The black lines are the phase windings. The blue measurement line is the 208V measurement.
The effect of our modification is that now we can use that center tap (Ron) to connect 120V loads.
There is no voltage between any of these points and ground, because this is still an isolation transformer. L1 to ground: nothing. Ron to ground: zilch. L3 to ground: nada. L2 to ground, nope.
Now let's connect Ron to ground. We have just made the center grounded delta distribution transformer (AKA high leg delta AKA wild leg delta) that many are familiar with . And since we are playing on the public court now, let's use house rules and rename Ron to Neutral.
If you measure between neutral and ground, you should not measure any voltage because they are connected together and should be at the same potential.
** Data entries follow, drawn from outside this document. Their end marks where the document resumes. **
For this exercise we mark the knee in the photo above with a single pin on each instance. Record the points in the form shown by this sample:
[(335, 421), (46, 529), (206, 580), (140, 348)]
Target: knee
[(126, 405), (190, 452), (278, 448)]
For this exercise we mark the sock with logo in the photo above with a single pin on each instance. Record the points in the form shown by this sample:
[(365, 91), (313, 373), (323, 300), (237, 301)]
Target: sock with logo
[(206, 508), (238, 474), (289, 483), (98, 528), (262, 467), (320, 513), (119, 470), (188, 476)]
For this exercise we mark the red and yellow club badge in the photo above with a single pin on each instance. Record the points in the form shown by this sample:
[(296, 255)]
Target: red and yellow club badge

That high-leg delta is what is being generated by a RPC. We feed it this:
which is a
single phase, already center-grounded, and it adds the third leg (notice I didn't say "it adds the third phase" - because it actually add
two phases) to form the triangle above. That's why the graph on the first page of this thread shows the generated leg being so much bigger than the other two. It really isn't; the voltage output from a RPC on (L1 to L2) and (L1 to L3) and (L2 to L3) should each be 240V as expected, but it just
looks like a "wild leg"
when you use neutral or ground as a reference point instead of (L1 to L2) and (L1 to L3) and (L2 to L3), which makes more sense but most people aren't in the habit of doing it.
P.s. Instead of connecting Ron to ground, we could have connected L1 or L2 or L3 to ground, and then we would have had a corner grounded Delta distribution transformer (with a highly irregular center-tapped winding).
Ever measured a 480V circuit to ground? did you get around 277V? If so, it's because that's a WYE circuit and the geometry works for those too:
Again the black lines are the phase windings. The blue lines forming the triangle are the the 480V measurements.
While we're doing thought experiments, let's modify that 480V transformer above. Let's delete that center neutral. We can't actually delete the node where the phase windings are connected together, but we can cut the neutral wire and ground wire off, turning it into an isolation transformer so that no ground-referenced measurements are possible, and no neutral-referenced measurements are possible.
Can we still measure the output? Yes! From (L1 to L2) and (L1 to L3) and (L2 to L3).
We still have 480V 3 phase power available even in the absence of the holy reference point!